To be truly actionable, a good housing study relies on a detailed and nuanced quantitative model of housing market trends. There are many ways to approach this task, but the most effective method focuses on modeling housing preferences to predict the choices local households would make if given the options most suited to their needs.
Conventional approaches to modeling housing markets
Planners employ a variety of methods to understand housing needs and predict market dynamics. All have merit but most have blind spots that can make their results misleading. Two of the most common include:
- Local patterns and comparables: Analyzing recent patterns in the local housing market can help identify trends that might extend into the future. However, this approach can be misleading without connection to the broader context because local observations are constrained by the units and households that arbitrarily happen to exist within that locality. Households that move out or otherwise prefer a locally underrepresented housing type or price point but are settling for what is available might be mischaracterized or pass under the radar altogether. It would be better to understand their perspective within a context that considers all the housing options available to them, regardless of jurisdictional boundaries.
- Migration and buying power: Especially when considering emerging housing market demand, understanding the nature of new households entering – or potentially entering – the local market can help identify the unit types and price points most likely to attract and retain them locally. However, when estimating prices, a critical step in the process of calibrating new targeted development, this approach often assumes all households are willing to pay the same percentage of their income on housing, potentially overstating demand at some price points and understating at others. In reality, different households at the same income level might be willing to pay significantly different amounts on housing, stretching their budgets in some cases and acting frugally in others. It would be better to assign a probabilistic distribution of price points to each income level that better reflects real-world variation in willingness to pay.

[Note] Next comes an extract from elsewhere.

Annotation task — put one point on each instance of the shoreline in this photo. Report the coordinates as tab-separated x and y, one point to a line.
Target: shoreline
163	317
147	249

An approach to empirically measuring housing preferences
CommunityScale has developed a new method to more accurately quantify housing preferences that learns from and improves upon the conventional approaches described above. At its core, the method empirically measures recent housing purchasing behavior to quantify the range of housing types and price points households of different income levels are likely to choose in a given locality.
The following key approaches make this a better approach for understanding housing preferences and predicting housing market behavior.
- Regional context: We measure and catalog the recent purchasing decisions of households across the broader region, providing a geographically unconstrained market context that can characterize the choices households make regardless of what is or isn’t available in a given municipality.
- Willingness to pay: We measure how much households at all income levels who have recently moved are choosing to pay for housing relative to their total income. Rather than averaging this into a single factor for each income level, we catalog the full distribution of costs for each income level and apply this to our needs assessments to retain sensitivity to the fact that different households with the same income do not pay the same amount for housing.
Applied to our housing study work, this approach allows us to estimate what housing types current and future households need and how much they are willing to pay with more nuance and sensitivity than more conventional methodologies.
The table above illustrates the distribution of housing costs households at different income levels are likely to choose (with a control in place to avoid assigning units to households that would create new cost burden). With the exception of households earning <30% AMI, all income levels include households willing to pay a variety of monthly costs for housing. At lower incomes, these costs trend closer to the 30% cost burden threshold. At higher incomes, a minority of households are willing to pay more than 20% or 25% of their income on housing. Overall, there is much more diversity in willingness to pay than a conventional modeling approach would recognize.
CommunityScale’s approach to measuring housing preferences gives our housing study work much more sensitivity to the nuances behind the housing decisions local and regional households make, providing more predictive power and accuracy for our clients.